Le misure previste dall'accordo introducono il prolungamento degli orari del servizio di polizia e, soprattutto, la vigilanza attiva 24 ore su 24 tramite guardie giurate all'interno dei Pronto Soccorso di Trento e Rovereto, le strutture più esposte al rischio di episodi violenti contro medici e infermieri.


L'iniziativa arriva in risposta a un fenomeno purtroppo in crescita: le aggressioni al personale sanitario, che hanno raggiunto livelli preoccupanti negli ultimi anni, mettendo a rischio non solo la sicurezza degli operatori ma anche la qualità dell'assistenza ai pazienti.


Nursing Up Trento, il sindacato degli infermieri, ha accolto con favore il nuovo protocollo attraverso una nota del segretario provinciale Cesare Hoffer, pur sottolineando la necessità di estendere le misure di sicurezza anche alle strutture periferiche dell'azienda sanitaria, anch'esse soggette alla problematica delle aggressioni.

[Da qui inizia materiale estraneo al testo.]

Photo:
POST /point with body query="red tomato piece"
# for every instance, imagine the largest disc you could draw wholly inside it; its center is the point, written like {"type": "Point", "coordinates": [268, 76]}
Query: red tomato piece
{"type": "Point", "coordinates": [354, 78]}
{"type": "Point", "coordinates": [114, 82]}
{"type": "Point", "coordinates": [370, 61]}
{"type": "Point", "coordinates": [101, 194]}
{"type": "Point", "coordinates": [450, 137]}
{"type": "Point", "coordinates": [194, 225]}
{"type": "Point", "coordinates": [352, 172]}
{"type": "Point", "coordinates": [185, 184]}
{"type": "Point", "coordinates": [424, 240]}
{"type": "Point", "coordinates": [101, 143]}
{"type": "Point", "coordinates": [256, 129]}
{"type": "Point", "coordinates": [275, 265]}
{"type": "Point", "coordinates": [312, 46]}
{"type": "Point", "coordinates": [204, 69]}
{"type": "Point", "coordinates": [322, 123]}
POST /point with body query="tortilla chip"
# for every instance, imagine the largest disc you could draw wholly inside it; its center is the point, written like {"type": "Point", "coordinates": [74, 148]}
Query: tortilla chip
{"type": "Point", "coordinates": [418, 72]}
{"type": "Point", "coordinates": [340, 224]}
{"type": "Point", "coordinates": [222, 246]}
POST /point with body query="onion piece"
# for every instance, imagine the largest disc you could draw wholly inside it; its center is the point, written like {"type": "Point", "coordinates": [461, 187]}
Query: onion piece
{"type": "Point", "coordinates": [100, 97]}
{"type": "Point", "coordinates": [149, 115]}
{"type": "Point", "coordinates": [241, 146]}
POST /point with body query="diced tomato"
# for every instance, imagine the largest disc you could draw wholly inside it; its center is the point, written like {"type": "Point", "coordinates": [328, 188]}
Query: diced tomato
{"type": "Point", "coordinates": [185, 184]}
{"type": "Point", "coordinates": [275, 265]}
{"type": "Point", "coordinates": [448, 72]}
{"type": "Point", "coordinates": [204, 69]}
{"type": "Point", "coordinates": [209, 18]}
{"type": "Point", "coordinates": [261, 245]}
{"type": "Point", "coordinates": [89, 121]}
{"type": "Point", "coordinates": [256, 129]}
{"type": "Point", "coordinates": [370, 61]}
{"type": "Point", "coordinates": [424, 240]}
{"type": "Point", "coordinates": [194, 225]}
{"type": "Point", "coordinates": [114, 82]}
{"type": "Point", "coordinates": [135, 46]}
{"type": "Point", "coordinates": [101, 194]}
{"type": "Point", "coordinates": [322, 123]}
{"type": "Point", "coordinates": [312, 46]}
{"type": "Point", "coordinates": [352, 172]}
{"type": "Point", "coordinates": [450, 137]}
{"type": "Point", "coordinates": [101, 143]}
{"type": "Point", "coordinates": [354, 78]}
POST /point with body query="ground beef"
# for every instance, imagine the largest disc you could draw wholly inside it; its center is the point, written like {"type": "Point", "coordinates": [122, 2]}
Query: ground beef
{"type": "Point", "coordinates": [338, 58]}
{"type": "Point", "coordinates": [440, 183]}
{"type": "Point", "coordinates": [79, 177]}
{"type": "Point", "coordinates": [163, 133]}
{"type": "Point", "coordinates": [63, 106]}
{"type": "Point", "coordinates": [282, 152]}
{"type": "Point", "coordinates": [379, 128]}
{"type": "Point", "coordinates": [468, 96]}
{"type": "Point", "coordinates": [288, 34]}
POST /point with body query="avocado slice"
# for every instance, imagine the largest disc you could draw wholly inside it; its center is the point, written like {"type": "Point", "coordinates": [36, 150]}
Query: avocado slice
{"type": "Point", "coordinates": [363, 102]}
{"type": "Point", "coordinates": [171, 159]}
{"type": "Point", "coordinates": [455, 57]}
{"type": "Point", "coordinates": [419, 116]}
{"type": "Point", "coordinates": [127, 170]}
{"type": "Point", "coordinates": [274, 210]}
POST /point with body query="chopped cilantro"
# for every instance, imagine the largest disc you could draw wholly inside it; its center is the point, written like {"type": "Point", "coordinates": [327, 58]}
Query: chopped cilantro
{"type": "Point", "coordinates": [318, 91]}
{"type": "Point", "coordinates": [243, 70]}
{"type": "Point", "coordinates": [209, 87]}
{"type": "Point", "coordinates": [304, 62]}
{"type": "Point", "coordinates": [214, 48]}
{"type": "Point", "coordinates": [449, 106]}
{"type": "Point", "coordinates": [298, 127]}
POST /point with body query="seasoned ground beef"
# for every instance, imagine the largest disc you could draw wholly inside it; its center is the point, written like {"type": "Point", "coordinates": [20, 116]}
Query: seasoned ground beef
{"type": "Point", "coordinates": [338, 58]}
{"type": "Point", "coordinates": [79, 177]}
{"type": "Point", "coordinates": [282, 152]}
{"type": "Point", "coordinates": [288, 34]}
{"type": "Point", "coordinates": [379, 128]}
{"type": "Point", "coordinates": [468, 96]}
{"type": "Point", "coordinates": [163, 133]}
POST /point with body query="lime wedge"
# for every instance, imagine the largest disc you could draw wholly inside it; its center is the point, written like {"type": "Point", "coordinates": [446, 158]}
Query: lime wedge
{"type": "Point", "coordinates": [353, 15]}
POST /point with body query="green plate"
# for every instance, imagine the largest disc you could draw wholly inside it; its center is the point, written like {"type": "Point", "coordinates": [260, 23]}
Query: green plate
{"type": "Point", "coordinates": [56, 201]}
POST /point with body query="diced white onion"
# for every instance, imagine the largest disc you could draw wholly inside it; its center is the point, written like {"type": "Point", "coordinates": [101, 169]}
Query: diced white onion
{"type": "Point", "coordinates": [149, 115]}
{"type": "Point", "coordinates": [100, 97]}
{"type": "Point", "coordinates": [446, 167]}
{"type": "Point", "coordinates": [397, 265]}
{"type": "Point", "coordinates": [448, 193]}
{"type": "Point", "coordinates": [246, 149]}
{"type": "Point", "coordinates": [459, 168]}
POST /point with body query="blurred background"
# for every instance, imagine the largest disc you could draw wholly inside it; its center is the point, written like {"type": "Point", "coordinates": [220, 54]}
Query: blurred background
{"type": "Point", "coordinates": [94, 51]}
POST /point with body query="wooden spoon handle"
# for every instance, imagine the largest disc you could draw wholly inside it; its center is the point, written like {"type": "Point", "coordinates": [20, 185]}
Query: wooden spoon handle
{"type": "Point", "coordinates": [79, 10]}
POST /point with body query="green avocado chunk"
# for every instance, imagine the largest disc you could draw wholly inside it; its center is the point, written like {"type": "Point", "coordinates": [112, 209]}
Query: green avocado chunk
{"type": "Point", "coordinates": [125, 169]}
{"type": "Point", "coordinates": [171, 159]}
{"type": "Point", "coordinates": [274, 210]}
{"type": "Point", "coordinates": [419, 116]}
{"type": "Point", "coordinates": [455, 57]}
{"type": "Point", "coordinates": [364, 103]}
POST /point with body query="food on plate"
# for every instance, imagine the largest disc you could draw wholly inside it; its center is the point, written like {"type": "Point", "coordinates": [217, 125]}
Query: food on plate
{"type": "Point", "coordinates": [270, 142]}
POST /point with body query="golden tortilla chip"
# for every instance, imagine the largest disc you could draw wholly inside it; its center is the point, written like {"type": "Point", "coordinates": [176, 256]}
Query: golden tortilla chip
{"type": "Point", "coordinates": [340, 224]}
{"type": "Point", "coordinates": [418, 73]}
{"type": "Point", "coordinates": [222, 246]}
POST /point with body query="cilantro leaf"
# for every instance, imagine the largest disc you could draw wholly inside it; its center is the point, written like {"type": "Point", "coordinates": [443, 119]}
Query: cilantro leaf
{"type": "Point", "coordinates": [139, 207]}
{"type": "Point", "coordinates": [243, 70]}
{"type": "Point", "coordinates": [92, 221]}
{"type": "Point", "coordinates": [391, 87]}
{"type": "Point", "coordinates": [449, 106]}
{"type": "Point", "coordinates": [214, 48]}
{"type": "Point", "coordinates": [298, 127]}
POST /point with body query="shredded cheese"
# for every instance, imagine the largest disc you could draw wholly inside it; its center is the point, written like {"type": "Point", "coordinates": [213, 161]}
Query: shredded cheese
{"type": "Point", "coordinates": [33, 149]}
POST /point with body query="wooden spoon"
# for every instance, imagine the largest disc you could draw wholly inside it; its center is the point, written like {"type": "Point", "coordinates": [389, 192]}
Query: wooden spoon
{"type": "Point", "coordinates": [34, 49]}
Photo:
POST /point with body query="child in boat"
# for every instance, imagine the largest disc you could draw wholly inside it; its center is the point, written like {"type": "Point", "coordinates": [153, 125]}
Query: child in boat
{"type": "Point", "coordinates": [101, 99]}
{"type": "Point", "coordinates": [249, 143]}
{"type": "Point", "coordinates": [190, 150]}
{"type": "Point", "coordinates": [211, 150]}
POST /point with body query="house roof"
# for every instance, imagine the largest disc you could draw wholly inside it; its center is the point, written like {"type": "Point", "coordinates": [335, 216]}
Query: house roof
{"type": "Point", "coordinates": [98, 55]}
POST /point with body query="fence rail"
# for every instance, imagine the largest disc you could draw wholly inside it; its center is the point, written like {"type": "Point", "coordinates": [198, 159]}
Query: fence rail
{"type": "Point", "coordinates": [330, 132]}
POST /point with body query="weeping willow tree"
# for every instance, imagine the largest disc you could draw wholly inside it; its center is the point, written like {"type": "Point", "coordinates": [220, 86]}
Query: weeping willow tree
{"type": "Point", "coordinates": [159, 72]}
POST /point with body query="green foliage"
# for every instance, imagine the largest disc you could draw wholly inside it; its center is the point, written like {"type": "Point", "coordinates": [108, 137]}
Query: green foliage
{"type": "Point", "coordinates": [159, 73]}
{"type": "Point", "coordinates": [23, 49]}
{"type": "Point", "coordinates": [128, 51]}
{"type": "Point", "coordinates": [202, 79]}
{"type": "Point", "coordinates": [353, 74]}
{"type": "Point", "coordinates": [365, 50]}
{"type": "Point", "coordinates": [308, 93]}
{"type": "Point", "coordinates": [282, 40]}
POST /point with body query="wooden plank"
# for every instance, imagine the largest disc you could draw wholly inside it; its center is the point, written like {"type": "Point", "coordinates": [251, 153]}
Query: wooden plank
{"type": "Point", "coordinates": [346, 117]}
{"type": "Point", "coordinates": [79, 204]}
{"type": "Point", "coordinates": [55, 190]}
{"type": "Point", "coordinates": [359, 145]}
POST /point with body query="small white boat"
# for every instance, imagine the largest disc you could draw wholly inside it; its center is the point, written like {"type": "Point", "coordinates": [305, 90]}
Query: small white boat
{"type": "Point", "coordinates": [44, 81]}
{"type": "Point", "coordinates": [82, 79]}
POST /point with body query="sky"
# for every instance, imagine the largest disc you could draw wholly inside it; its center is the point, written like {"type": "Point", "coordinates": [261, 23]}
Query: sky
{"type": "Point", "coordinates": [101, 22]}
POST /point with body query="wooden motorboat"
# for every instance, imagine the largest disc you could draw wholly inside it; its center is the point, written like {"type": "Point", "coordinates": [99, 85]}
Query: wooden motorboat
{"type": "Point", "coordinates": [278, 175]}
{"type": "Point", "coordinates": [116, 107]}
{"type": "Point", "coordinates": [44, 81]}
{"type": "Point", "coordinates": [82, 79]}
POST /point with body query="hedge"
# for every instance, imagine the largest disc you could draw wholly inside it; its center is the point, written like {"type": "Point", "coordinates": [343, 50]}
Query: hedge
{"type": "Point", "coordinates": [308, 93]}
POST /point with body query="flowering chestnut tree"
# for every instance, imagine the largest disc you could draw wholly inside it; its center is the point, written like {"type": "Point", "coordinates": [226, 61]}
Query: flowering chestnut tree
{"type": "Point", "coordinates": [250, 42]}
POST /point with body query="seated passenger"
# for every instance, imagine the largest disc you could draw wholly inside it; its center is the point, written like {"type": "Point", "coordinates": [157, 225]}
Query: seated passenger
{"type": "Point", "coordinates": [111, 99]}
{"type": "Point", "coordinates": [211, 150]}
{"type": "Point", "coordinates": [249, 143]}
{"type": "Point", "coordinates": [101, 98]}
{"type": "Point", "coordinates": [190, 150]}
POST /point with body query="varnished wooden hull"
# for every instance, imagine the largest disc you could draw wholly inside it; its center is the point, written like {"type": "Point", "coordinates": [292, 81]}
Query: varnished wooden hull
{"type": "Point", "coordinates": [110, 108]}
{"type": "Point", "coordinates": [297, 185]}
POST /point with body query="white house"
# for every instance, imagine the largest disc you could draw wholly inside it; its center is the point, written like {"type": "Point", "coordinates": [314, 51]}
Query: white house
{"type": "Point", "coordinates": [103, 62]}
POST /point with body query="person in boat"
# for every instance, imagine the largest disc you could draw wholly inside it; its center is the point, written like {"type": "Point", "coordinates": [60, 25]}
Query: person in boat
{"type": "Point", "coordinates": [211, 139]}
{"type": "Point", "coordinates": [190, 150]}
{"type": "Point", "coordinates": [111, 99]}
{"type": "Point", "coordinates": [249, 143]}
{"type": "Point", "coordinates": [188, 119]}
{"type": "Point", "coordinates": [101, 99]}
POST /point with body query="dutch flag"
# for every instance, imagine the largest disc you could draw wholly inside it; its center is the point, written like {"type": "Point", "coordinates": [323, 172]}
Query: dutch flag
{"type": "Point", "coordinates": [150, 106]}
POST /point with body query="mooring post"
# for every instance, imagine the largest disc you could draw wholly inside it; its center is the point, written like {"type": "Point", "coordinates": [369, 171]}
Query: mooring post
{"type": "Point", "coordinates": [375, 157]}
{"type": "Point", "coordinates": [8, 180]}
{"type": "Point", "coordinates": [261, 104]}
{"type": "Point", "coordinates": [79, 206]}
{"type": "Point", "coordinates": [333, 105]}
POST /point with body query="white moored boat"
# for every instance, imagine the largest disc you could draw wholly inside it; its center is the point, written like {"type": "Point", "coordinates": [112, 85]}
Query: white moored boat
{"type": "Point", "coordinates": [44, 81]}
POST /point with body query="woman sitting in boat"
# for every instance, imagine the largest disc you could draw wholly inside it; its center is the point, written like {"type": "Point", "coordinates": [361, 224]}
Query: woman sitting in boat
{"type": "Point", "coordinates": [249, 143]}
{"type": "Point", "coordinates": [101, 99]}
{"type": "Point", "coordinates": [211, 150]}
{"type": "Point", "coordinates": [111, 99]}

Il sindacato chiede inoltre un potenziamento del personale infermieristico e di supporto nei servizi a maggior rischio, insieme a una maggiore formazione e implementazione delle attività di prevenzione, che dovranno coinvolgere in maniera sinergica tutte le istituzioni competenti.


Secondo Nursing Up, il nuovo protocollo dovrà favorire la cooperazione tra tutte le figure coinvolte sul campo e garantire, in caso di necessità, un tempestivo intervento a tutela dei professionisti sanitari e degli operatori. Il protocollo rappresenta un primo importante tassello nella strategia di protezione del personale sanitario, ma secondo i sindacati sarà necessario valutare nel dettaglio il testo sottoscritto per verificare l'efficacia concreta delle misure previste e la loro reale capacità di contrastare un fenomeno che mina alla base il diritto alla sicurezza sul lavoro negli ospedali trentini.